The letter warned that sending billions of dollars in rescue money to Lebanon without breaking Hezbollah’s grip on the financial system would amount to international support for the Iran-backed terrorist group.

“The IMF is on notice that any funds it provides to Lebanon will be targeted by the victims of Hezbollah’s terrorism to enforce their court ordered judgments. Any banking institutions in Lebanon or abroad that transfers IMF funds to Hezbollah will be sued in relevant jurisdictions for aiding and abetting terrorism,” Shurat Hadin warned.

Hezbollah stated once again on Wednesday that it has no intention of relinquishing power, rejecting any political conditions on IMF support as an infringement on Lebanese sovereignty.
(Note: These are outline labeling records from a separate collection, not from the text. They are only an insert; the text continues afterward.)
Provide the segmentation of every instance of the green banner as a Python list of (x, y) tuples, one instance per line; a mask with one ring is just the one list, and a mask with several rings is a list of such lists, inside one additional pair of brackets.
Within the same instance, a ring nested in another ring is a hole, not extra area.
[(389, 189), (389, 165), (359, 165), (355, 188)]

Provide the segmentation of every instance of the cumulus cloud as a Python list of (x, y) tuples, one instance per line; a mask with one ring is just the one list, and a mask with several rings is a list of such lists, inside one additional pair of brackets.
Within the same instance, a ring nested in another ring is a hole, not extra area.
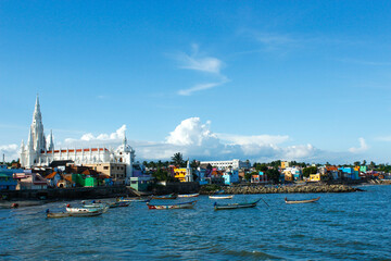
[(352, 153), (362, 153), (365, 152), (368, 149), (367, 144), (365, 142), (364, 138), (358, 138), (360, 147), (358, 148), (350, 148), (349, 151)]
[[(287, 135), (242, 136), (216, 134), (211, 130), (211, 122), (202, 123), (199, 117), (182, 121), (163, 144), (155, 144), (159, 154), (173, 156), (180, 151), (199, 160), (250, 159), (250, 160), (299, 160), (318, 152), (312, 145), (280, 147), (289, 139)], [(156, 153), (157, 150), (154, 150)], [(139, 146), (138, 154), (148, 157), (151, 145)], [(168, 158), (169, 159), (169, 158)]]
[(2, 161), (3, 154), (5, 161), (16, 160), (17, 158), (20, 158), (20, 147), (15, 144), (2, 145), (0, 146), (0, 154), (1, 154), (0, 161)]
[[(212, 132), (210, 121), (189, 117), (181, 121), (162, 141), (129, 140), (137, 153), (137, 160), (169, 160), (176, 152), (185, 158), (198, 160), (241, 159), (258, 162), (272, 160), (316, 160), (323, 151), (312, 145), (283, 146), (288, 135), (234, 135)], [(79, 139), (66, 139), (62, 146), (116, 146), (126, 132), (123, 125), (112, 134), (83, 135)]]
[(217, 136), (210, 130), (211, 122), (201, 123), (199, 117), (182, 121), (166, 138), (167, 144), (179, 146), (203, 146), (218, 141)]

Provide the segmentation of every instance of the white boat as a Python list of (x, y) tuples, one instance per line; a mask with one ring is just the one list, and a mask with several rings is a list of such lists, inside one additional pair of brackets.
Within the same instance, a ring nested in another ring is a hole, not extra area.
[(66, 206), (66, 212), (70, 213), (96, 213), (96, 212), (100, 212), (100, 213), (104, 213), (106, 212), (109, 209), (109, 206), (105, 207), (80, 207), (80, 208), (72, 208), (71, 204)]
[(210, 199), (232, 199), (234, 198), (234, 195), (227, 195), (227, 196), (214, 196), (214, 195), (211, 195), (210, 196)]
[(195, 198), (200, 196), (200, 194), (182, 194), (182, 195), (178, 195), (178, 198)]

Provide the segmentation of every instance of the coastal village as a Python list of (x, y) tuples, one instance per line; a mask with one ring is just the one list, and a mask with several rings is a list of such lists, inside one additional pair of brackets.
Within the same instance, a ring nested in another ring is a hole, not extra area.
[[(326, 184), (388, 183), (389, 165), (354, 162), (353, 165), (308, 164), (295, 161), (251, 163), (249, 160), (185, 161), (180, 152), (172, 161), (140, 163), (126, 137), (116, 148), (55, 148), (52, 133), (47, 137), (37, 96), (27, 144), (22, 140), (17, 161), (0, 165), (0, 191), (70, 188), (126, 187), (148, 194), (198, 192), (240, 186), (300, 186)], [(167, 188), (169, 189), (167, 190)], [(187, 191), (188, 190), (188, 191)], [(227, 189), (229, 191), (229, 189)], [(260, 190), (255, 190), (260, 192)], [(286, 190), (282, 190), (286, 191)], [(235, 194), (235, 190), (231, 190)], [(105, 195), (110, 196), (110, 195)]]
Every attempt to cobble together a “national unity government” that would be acceptable to Hezbollah has been frowned upon by international financial donors, and frequently by Lebanese protesters, who want every trace of the government that blew up half of Beirut to disappear. 

The IMF seems determined to at least secure a major reform of customs and import procedures, to ensure no other unpleasant surprises are lurking in Lebanese warehouses, but Hezbollah will never allow its smuggling operations to be disrupted. The IMF also wants a full audit of the Lebanese central bank, but Hezbollah is only one of several powerful interests that do not want the books combed over by independent auditors. Just about every significant reform proposal is a non-starter to someone with the power to scuttle any bailout deal.

The French government produced a two-page outline for a comprehensive reform plan on Thursday, a document described as ambitious but “informal.” A central bank audit was reportedly one of the French action items, plus early elections to form a new government and a comprehensive, “impartial” investigation of the Beirut explosion. 

French President Emmanuel Macron has conditioned aid to Lebanon on comprehensive reforms — precisely the sort of conditions rejected by Hezbollah as a violation of Lebanon’s sovereignty, coming from the nation that governed Lebanon a hundred years ago.